Elmalılı Hamdi Yazır
Oraya gelince, o mübarek yerdeki vâdinin sağ kıyısından, (oradaki) ağaç tarafından kendisine şöyle seslenildi: "Ey Musa! Bil ki ben, bütün âlemlerin Rabbi olan Allah'ım."
Fizilal-il Kuran
Oraya gelince, o mübarek yerdeki vadinin sağ kıyısındaki, ağaçtan kendisine şöyle seslenildi: «Ey Musa, muhakkak ki alemlerin Rabb´i olan Allah benim ben!»
Gültekin Onan
Derken oraya geldiğinde, o kutlu yerdeki vadinin sağ yanında olan bir ağaçtan "Ey Musa, Alemlerin rabbi olan Tanrı benim" diye seslenildi.
Hasan Basri Çantay
(30-31) Derken oraya gelince feyizli (ve mümtaz) bir yerdeki vâdînin sağ kıyısından, ağacdan: «Yâ Musa, aalemlerin Rabbi olan Allah ben im ben» diye.

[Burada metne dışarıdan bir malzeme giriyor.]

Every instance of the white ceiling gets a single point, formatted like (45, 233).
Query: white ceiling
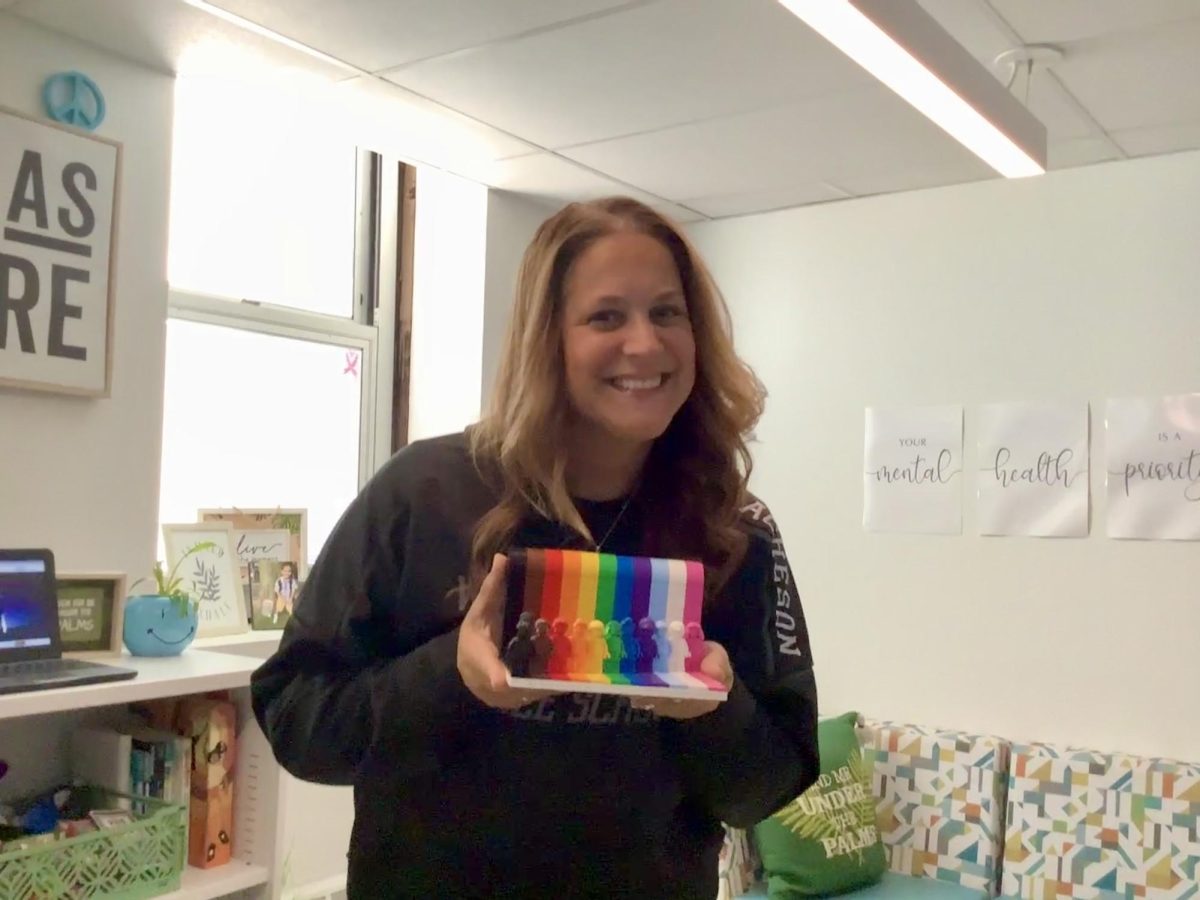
(706, 108)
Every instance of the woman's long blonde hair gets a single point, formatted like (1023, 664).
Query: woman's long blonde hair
(694, 486)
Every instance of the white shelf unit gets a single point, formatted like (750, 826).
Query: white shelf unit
(192, 672)
(36, 725)
(210, 883)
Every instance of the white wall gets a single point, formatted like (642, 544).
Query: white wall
(448, 304)
(1078, 286)
(81, 475)
(511, 222)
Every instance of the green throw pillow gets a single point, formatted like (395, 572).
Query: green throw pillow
(826, 841)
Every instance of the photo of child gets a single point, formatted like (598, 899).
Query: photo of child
(275, 586)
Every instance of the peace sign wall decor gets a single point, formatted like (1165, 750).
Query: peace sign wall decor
(59, 190)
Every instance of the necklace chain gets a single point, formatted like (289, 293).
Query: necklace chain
(615, 522)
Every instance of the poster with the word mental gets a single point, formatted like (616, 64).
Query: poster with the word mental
(1033, 465)
(1153, 467)
(59, 190)
(913, 469)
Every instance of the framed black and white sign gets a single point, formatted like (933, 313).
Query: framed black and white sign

Ve «asaanı (yere) bırak» diye nida olundu. Şimdi (Musa) onu bir yılan gibi deprenir görünce arkasını dönüb uzaklaşdı, geri dönmedi. «Yâ Musa, beri gel, korkma. Çünkü sen emniyyetde olanlardansın».
İbni Kesir
Oraya geldiğinde, feyizli yerdeki vadinin sağ yanındaki ağaçtan: Ey Musa; şüphesiz Ben, alemlerin Rabbı olan Allah´ım.
İskender Ali Mihr
Böylece oraya geldiği zaman vadinin sağ tarafından, mübarek yerdeki ağaçtan nida edildi: "Ey Musa! Muhakkak ki Ben, âlemlerin Rabbi Allah´ım."
Muhammed Esed
Fakat oraya yaklaşınca, o kutlu yerde, vadinin sağ yamacındaki (yanan) ağaç yönünden kendisine: "Ey Musa, Benim Ben, Allah: Alemlerin Rabbi!" diye seslendi.
Muslim Shahin
Oraya gelince, o mübarek yerdeki vâdinin sağ kıyısından, (oradaki) ağaç tarafından kendisine şöyle seslenildi: Ey Musa! Bil ki ben, bütün âlemlerin Rabbi olan Allah'ım.
Ömer Nasuhi Bilmen
Vaktâ ki ona vardı, o mübarek kıt´adaki vadinin sağ tarafından ağaçtan nidâ olundu ki, «Ya Mûsa! Şüphe yok ki, âlemlerin Rabbi olan Allah Ben´im, Ben.»
Rowwad Translation Center
Oraya varınca o mübarek yerdeki vadinin sağ kıyısından o ağaçtan ona şöyle seslenildi: “Ey Musa, muhakkak ben âlemlerin Rabbi olan Allah’ım.
Şaban Piriş
(30-31) Musa oraya vardığında, mübarek beldede, vadinin sağ tarafından bir ağaçtan: -Ey Musa! Ben, Alemlerin Rabbi olan Allah’ım! ”Değneğini yere at“, diye ses geldi. Değneğin bir yılan gibi hareket ettiğini görünce arkasına bakmadan dönüp kaçtı. -Ey Musa, gel, korkma, sen güven içindesin.
Shaban Britch
Musa oraya vardığında, mübarek beldede, vadinin sağ kıyısından ağaç tarafından: Ey Musa! Ben, Alemlerin Rabbi olan Allah’ım! diye seslenildi.
Suat Yıldırım
Oraya varınca kutlu mekândaki vâdinin sağ tarafında bulunan ağaçtan şöyle nida edildi:“Ey Mûsa! Rabbülâlemin olan Allah Ben'im.”
Süleyman Ateş
Oraya gelince o mübarek yerdeki vadinin sağ kıyısındaki ağaçtan kendisine şöyle seslenildi: "Ey Musa, alemlerin Rabbi Allah benim, ben!"
Tefhim-ul Kuran
Derken oraya geldiğinde, o kutlu yerdeki vadinin sağ yanında olan bir ağaçtan: «Ey Musa, Alemlerin Rabbi olan Allah benim;» diye seslenildi.
Yaşar Nuri Öztürk
Oraya vardığında o bereketli toprak parçasındaki vadinin sağ tarafından, bir ağaçtan şöyle seslenildi: "Ey Mûsa! Âlemlerin Rabbi Allah benim, ben!"